Строить Быстрову приходилось больше, чем Кислякову. Но тот был ожесточен, взвинчен, и попытки установить взаимопонимание с ним сейчас были бы унизительными.
— Нет, не приходилось.
— И нужники строить будете, если я прикажу.
— Приказать вы все можете…
— Я вас не задерживаю, подполковник.
Настроение было подавленное. Быстров понимал, что работа в училище имеет свою специфику. Недаром же на курсах «Выстрел», например, еще в довоенные годы существовал отдельный курс для подготовки командиров — преподавателей военно-учебных заведений. И вот этой специфики, несмотря на немалый срок службы в армии, Быстров не знал, понимал свою неподготовленность, и к Кислякову претензий не имел. «Понятное дело, — рассуждал он, — Кислякову сейчас необычайно трудно, и он как бы обманут. Ожидал знающего училищную службу заместителя, возможно знакомого, сослуживца, на которого мог опереться, довериться, назначение которого было уже согласовано, а вместо него прислали не знающего условий работы полуинвалида. Груб он, конечно, и трудно будет с ним, но люди не шарикоподшипники одной серии, и почему они должны укладываться в мою модель человека?» Но Быстров верил, что эти трудности преодолимы, если он найдет свое место в этой незнакомой ему среде. А вот если бы ему сказали, что вскоре он сам будет встречать прибывающих в училище командиров-фронтовиков так же недоверчиво, как и Кисляков, только по форме иначе, — он бы этому ни за что не поверил.

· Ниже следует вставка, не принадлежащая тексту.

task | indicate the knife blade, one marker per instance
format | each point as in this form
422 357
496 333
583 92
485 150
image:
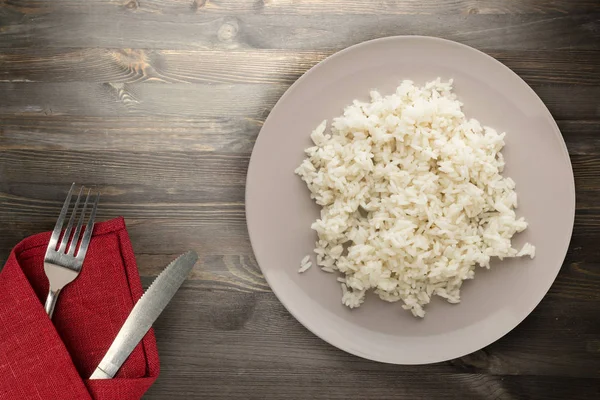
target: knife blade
144 313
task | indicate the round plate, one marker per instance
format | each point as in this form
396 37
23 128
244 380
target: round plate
279 210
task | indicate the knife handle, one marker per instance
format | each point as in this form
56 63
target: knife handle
99 374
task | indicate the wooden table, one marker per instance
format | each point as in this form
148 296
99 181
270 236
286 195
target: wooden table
159 103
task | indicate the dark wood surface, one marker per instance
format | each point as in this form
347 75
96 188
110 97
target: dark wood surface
159 103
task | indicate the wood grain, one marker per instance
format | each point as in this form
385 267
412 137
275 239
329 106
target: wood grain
293 32
160 102
239 100
578 67
309 7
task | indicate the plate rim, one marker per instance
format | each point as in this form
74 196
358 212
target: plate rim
556 131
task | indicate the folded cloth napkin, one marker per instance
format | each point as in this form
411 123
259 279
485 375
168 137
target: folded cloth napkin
43 359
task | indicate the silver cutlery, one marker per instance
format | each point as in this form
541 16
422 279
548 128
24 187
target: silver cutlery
144 313
62 264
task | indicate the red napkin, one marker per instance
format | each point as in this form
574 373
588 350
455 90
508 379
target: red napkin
43 359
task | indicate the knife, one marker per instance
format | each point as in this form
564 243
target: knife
145 312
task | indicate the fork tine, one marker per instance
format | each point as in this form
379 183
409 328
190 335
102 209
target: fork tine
75 239
67 235
61 220
87 235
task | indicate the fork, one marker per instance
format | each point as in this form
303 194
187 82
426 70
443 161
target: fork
62 265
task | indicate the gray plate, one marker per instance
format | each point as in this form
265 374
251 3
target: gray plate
280 212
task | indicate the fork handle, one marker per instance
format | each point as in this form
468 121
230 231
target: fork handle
51 301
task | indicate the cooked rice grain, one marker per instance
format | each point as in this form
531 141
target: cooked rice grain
412 196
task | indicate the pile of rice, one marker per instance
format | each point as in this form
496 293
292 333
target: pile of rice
412 197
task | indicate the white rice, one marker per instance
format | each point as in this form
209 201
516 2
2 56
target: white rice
412 197
305 264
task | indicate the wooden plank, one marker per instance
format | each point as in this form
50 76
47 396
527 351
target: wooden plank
247 66
197 100
150 134
252 332
292 32
209 177
309 7
133 134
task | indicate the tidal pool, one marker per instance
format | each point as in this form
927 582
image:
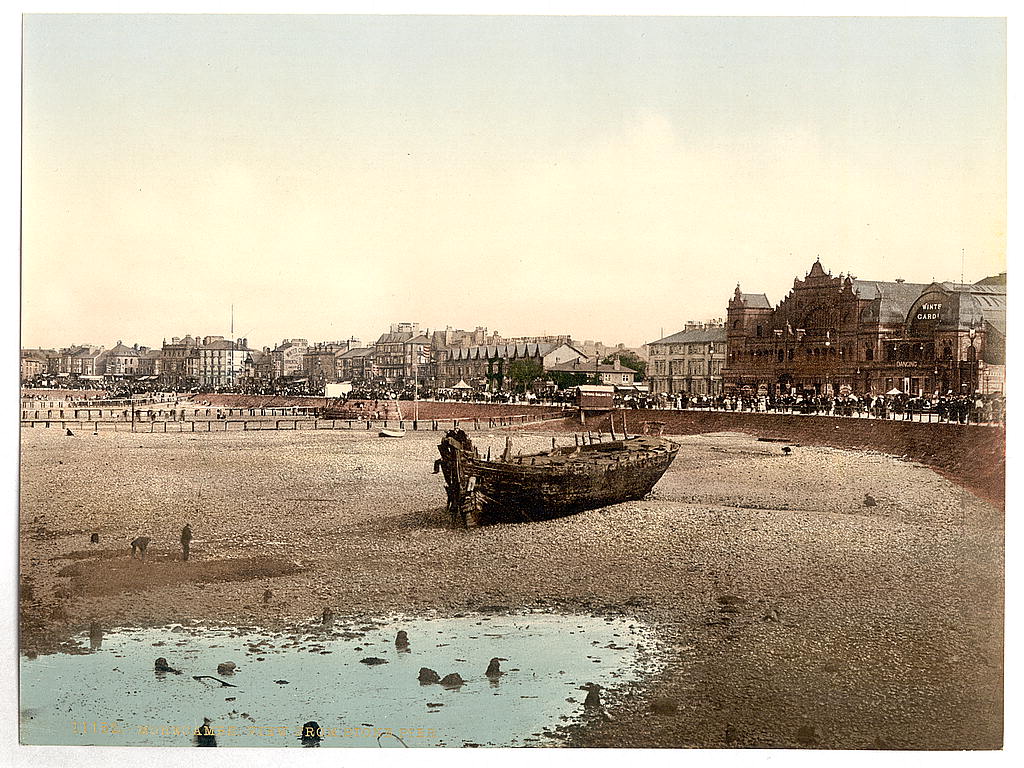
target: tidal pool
111 694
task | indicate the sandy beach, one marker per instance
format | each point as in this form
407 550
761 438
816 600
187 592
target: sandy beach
790 613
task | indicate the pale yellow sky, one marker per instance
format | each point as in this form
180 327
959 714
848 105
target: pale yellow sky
604 177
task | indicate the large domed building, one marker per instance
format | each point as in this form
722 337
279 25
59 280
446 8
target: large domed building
833 334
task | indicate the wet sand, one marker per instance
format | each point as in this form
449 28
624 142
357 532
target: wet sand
790 613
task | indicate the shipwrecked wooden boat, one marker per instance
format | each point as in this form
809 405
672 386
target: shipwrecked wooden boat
548 484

Первая партия кандидатов в курсанты прибыла еще до полуночи. Мандатная комиссия в составе пяти человек начала прием ровно в шесть утра и с получасовым перерывом работала все восемь суток ежедневно до двадцати трех часов.
Темп работы определялся численностью поступающих. В итоге не более трех минут на одного курсанта. Члены комиссии понимали, что те наспех заданные вопросы, ответы на которые известны по личным делам призывников, составленным райвоенкоматами, никаких новых сведений о призывнике не дают, но вынужденно спрашивали все одно и то же: — образование? — жалобы на здоровье? — занимался ли физкультурой? — состав семьи?